Accounting and Banking
This is not a usual feature of Traffic and Income Reports, but as a former banker and a numbers person, it’s something I want to include.
I’m currently using Wave for my accounting software. It’s free at the level that I’m using it and I quite like it so far (review post coming soon).
I made several purchases on a personal credit card early on, because I hadn’t set up business accounts yet. Since I don’t have income yet, I have classified those expenses under “Shareholder Loan.” I could classify them as “Owner Investment,” but I intend to pay myself back out of future income and I didn’t want those payments to appear as draws. I thought Shareholder Loan would make it cleaner and easier for me to keep up with.
I’ve since realized that I had a couple of credit cards I wasn’t using, so I’ve designated one to be used for all future business expenses. I also have a local business checking account and a PayPal business account, now.

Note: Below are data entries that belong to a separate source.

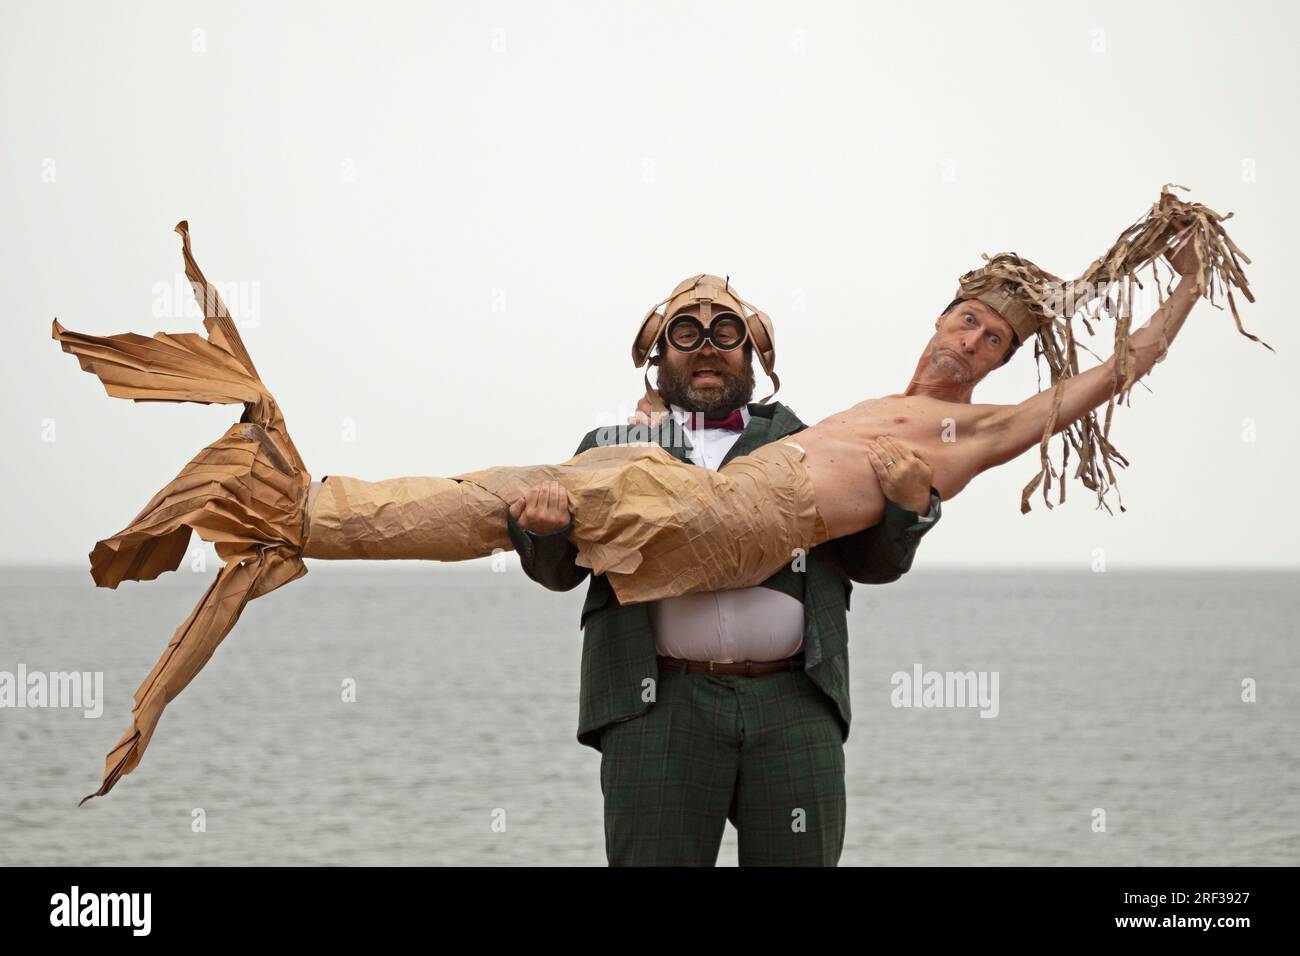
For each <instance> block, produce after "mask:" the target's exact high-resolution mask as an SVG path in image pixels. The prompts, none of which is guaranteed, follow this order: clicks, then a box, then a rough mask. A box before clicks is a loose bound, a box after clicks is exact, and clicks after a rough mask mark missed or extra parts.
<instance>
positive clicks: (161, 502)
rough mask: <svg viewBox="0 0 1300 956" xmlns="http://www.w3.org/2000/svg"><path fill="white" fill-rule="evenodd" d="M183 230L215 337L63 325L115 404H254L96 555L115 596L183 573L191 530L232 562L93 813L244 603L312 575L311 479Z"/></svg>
mask: <svg viewBox="0 0 1300 956" xmlns="http://www.w3.org/2000/svg"><path fill="white" fill-rule="evenodd" d="M177 232H178V233H179V234H181V237H182V250H183V255H185V269H186V276H187V277H188V280H190V285H191V287H192V289H194V291H195V297H196V298H198V299H199V304H200V307H201V308H203V313H204V320H203V323H204V325H205V326H207V329H208V337H207V338H204V337H203V336H199V334H195V333H172V334H169V333H165V332H160V333H157V334H155V336H153V337H152V338H147V337H144V336H138V334H134V333H123V334H117V336H88V334H82V333H78V332H69V330H68V329H65V328H64V326H62V325H60V324H59V321H57V320H56V321H55V324H53V338H55V339H56V341H57V342H59V343H60V345H61V346H62V349H64V351H66V352H69V354H72V355H75V356H77V360H78V362H79V363H81V367H82V368H83V369H85V371H87V372H91V373H92V375H95V376H96V377H98V378H99V380H100V381H101V382H103V384H104V389H105V390H107V392H108V394H109V395H112V397H114V398H130V399H134V401H136V402H199V403H204V405H209V403H225V405H237V403H238V405H243V415H242V416H240V420H239V421H238V423H237V424H234V425H231V427H230V428H229V429H226V432H225V434H222V436H221V437H220V438H218V440H217V441H214V442H212V444H211V445H208V446H207V447H204V449H203V450H201V451H199V454H198V455H195V457H194V459H191V460H190V462H188V464H186V466H185V468H182V470H181V473H179V475H178V476H177V477H174V479H173V480H172V481H170V483H168V484H166V485H165V486H164V488H162V489H161V490H160V492H159V493H157V494H155V496H153V498H152V499H151V501H149V502H148V503H147V505H146V506H144V509H143V510H142V511H140V512H139V514H138V515H136V516H135V518H134V519H133V520H131V523H130V524H127V527H126V528H123V529H122V531H120V532H118V533H117V535H113V536H112V537H108V538H104V540H101V541H99V542H96V545H95V549H94V550H92V551H91V554H90V563H91V576H92V578H94V579H95V584H98V585H99V587H104V588H116V587H117V585H118V584H120V583H121V581H123V580H152V579H153V578H157V576H159V575H160V574H164V572H165V571H174V570H175V568H177V567H179V563H181V561H182V559H183V558H185V554H186V549H187V546H188V542H190V535H191V532H195V533H198V535H199V537H201V538H203V540H205V541H211V542H213V544H214V545H216V550H217V554H218V555H220V557H221V559H222V562H224V563H222V567H221V570H220V572H218V574H217V578H216V580H214V581H213V583H212V585H211V587H209V588H208V591H207V592H205V593H204V596H203V597H201V598H200V600H199V602H198V605H195V609H194V610H192V611H191V613H190V617H188V618H186V620H185V622H183V623H182V624H181V626H179V627H178V628H177V631H175V633H174V635H173V636H172V640H170V641H168V645H166V648H165V650H164V652H162V656H161V657H160V658H159V661H157V663H156V665H155V666H153V670H152V671H151V672H149V675H148V678H146V680H144V683H142V684H140V687H139V689H136V692H135V708H134V709H133V719H131V727H130V728H129V730H127V731H126V734H123V736H122V737H121V740H120V741H118V743H117V747H114V748H113V750H112V752H109V754H108V758H107V760H105V765H104V779H103V783H101V786H100V788H99V790H98V791H95V792H94V793H91V795H88V796H87V797H86V799H83V800H82V803H86V800H88V799H90V797H92V796H103V795H104V793H108V792H109V791H110V790H112V788H113V786H114V784H116V783H117V780H118V779H121V778H122V777H123V775H126V774H129V773H131V770H134V769H135V767H136V766H138V765H139V762H140V758H142V756H143V754H144V749H146V748H147V747H148V743H149V739H151V737H152V735H153V728H155V727H156V726H157V722H159V719H160V718H161V715H162V710H164V708H165V706H166V705H168V702H169V701H172V700H173V698H174V697H175V696H177V695H178V693H181V691H182V689H185V687H186V685H187V684H188V683H190V680H192V679H194V676H195V675H196V674H198V672H199V671H200V670H201V669H203V665H204V663H207V661H208V658H209V657H211V656H212V653H213V652H214V650H216V648H217V645H218V644H221V641H222V639H225V636H226V635H227V633H229V632H230V628H233V627H234V624H235V622H237V620H238V619H239V615H240V613H242V611H243V607H244V605H247V604H248V601H251V600H252V598H255V597H260V596H261V594H266V593H269V592H272V591H274V589H276V588H278V587H281V585H283V584H287V583H289V581H292V580H295V579H298V578H300V576H302V575H304V574H307V566H305V564H304V563H303V561H302V551H303V537H304V527H305V518H307V514H305V502H307V490H308V486H309V484H311V475H309V473H308V472H307V468H305V466H304V464H303V460H302V457H300V455H299V454H298V449H296V447H295V446H294V442H292V440H291V438H290V436H289V431H287V428H286V427H285V419H283V415H282V414H281V412H279V407H278V406H277V405H276V399H274V398H273V397H272V394H270V392H268V390H266V386H265V385H263V382H261V378H260V377H259V376H257V371H256V368H255V367H253V364H252V359H251V358H250V355H248V351H247V349H246V347H244V345H243V341H242V339H240V337H239V332H238V329H237V326H235V323H234V320H233V319H231V317H230V315H229V312H227V311H226V307H225V303H224V302H222V300H221V297H220V294H218V293H217V291H216V289H214V287H213V286H212V285H211V284H209V282H208V281H207V278H204V276H203V272H201V271H200V269H199V267H198V264H196V263H195V261H194V256H192V254H191V251H190V235H188V228H187V224H186V222H181V224H178V225H177ZM105 467H108V466H107V463H105Z"/></svg>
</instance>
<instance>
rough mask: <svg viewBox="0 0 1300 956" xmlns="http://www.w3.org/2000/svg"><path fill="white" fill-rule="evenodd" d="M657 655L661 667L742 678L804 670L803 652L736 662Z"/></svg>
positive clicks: (675, 669)
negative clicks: (787, 671) (717, 660)
mask: <svg viewBox="0 0 1300 956" xmlns="http://www.w3.org/2000/svg"><path fill="white" fill-rule="evenodd" d="M655 657H658V658H659V666H660V667H667V669H669V670H675V671H681V672H684V674H701V672H703V674H729V675H733V676H740V678H757V676H759V675H762V674H776V672H777V671H798V670H803V654H794V657H787V658H784V659H781V661H736V662H724V661H684V659H682V658H680V657H664V656H663V654H655Z"/></svg>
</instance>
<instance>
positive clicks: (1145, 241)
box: [961, 183, 1271, 512]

The banker in me wants all the business finances kept entirely separate from the personal.
While not strictly necessary for a traffic and income report, social media and email marketing is such a huge part of an online business that I also want to track some basic stats and measure month-over-month growth across platform. Everything except Facebook includes followers I’ve gained over the years. The Facebook Fan page launched on 3/28, so it’s brand new. All the email subscribers are new, as well.
- Facebook: 26 (+26 over February)
- Twitter: 2,987 (+38)
- Pinterest: 202 (+7)
- Instagram: 70 (+6)
- LinkedIn: 168 (+5)
- Email subscribers: 12 (+12)
April Goals and Plans
- Complete two units in one of my training courses.
- 30-Day Challenge – write a blog post every day (what was I thinking!?)
- 100 email subscribers total
- Limit social media to one hour a day – be strategic with my time
- Brainstorm a list of 5-10 information products to create (got to get the earning potential going)
So, there you have it. The inside scoop. What would you like to know more about? What questions do you have?
Let me know and thanks for hanging in through this long post full of numbers!